If you use a vague prior in a Bayesian analysis so that $\Pr(A) = 1\mathbin/n$, then
\[ \Pr(\pi\mid x) = \frac{\Pr(x\mid \pi)\Pr(\pi)}{\Pr(x)} = \frac{\mathcal{L}(\pi;x)}{n\Pr(x)} \propto \mathcal{L}(\pi;x) \]
Which seems like it's what we would get if we just ignored priors altogether, computed a likelihood and normalized it to a probability.
So is assuming a vague prior like assuming nothing? I guess assuming a vague prior is like assuming you can infer a probability distribution from a likelihood. But what are you really assuming in that case?

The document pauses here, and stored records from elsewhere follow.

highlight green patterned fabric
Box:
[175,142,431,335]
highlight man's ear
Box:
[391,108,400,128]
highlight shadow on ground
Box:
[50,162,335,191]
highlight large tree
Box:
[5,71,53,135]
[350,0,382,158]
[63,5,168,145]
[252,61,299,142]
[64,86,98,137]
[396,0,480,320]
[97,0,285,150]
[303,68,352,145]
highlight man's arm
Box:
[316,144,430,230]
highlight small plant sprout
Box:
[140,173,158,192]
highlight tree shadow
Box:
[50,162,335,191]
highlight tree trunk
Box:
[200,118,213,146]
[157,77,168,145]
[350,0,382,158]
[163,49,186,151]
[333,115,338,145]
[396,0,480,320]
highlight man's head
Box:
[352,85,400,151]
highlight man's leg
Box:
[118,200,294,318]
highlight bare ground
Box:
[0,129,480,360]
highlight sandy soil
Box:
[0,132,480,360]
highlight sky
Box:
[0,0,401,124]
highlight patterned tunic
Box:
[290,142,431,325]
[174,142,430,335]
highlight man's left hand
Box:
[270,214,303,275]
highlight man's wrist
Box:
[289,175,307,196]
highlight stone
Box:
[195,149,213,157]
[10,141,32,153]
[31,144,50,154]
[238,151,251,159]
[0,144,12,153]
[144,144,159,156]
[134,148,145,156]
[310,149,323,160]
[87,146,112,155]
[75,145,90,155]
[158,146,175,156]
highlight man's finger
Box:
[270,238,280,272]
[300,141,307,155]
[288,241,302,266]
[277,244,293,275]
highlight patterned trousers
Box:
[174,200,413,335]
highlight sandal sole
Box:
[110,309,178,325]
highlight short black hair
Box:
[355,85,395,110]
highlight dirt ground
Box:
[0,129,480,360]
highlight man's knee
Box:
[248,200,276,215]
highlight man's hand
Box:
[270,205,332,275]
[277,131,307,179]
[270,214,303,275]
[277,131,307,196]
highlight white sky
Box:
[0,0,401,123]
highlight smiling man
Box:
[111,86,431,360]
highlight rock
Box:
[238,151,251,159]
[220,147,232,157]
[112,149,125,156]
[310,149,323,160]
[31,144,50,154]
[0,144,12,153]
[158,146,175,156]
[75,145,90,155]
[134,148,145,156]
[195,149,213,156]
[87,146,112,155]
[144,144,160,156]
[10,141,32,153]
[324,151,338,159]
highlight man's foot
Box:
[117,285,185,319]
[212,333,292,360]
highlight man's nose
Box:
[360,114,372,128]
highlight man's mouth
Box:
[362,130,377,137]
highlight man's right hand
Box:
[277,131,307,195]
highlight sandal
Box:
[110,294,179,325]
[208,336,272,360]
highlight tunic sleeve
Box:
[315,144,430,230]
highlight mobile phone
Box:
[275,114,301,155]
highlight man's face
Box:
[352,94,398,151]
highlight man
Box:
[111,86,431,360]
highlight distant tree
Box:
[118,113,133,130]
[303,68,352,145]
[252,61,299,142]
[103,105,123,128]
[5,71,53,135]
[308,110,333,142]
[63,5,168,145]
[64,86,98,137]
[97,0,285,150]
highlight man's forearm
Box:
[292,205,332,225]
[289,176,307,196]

It seems tempting to conclude that a vague prior is like assuming nothing, as this lifts one of the "burdens" of Bayesian analysis, but I remember being told that vague priors are not really the same as assuming nothing.
edit: I thought about this more, and I guess assuming a likelihood can just be normalized to a probability is pretty presumptuous, and it becomes clearer if you choose an example where the prior is very obviously not uniform.
Eg: I have a machine that can tells me whether or not sun has exploded with a 5% chance of error. One day it tells me the sun has exploded. Has it really?
P(machine says exploded | sun exploded) = 0.95, P(machine says exploded | sun hasn't exploded) = 0.05, but it's a bit of a leap to say that there is thus a 95% chance that the sun exploded.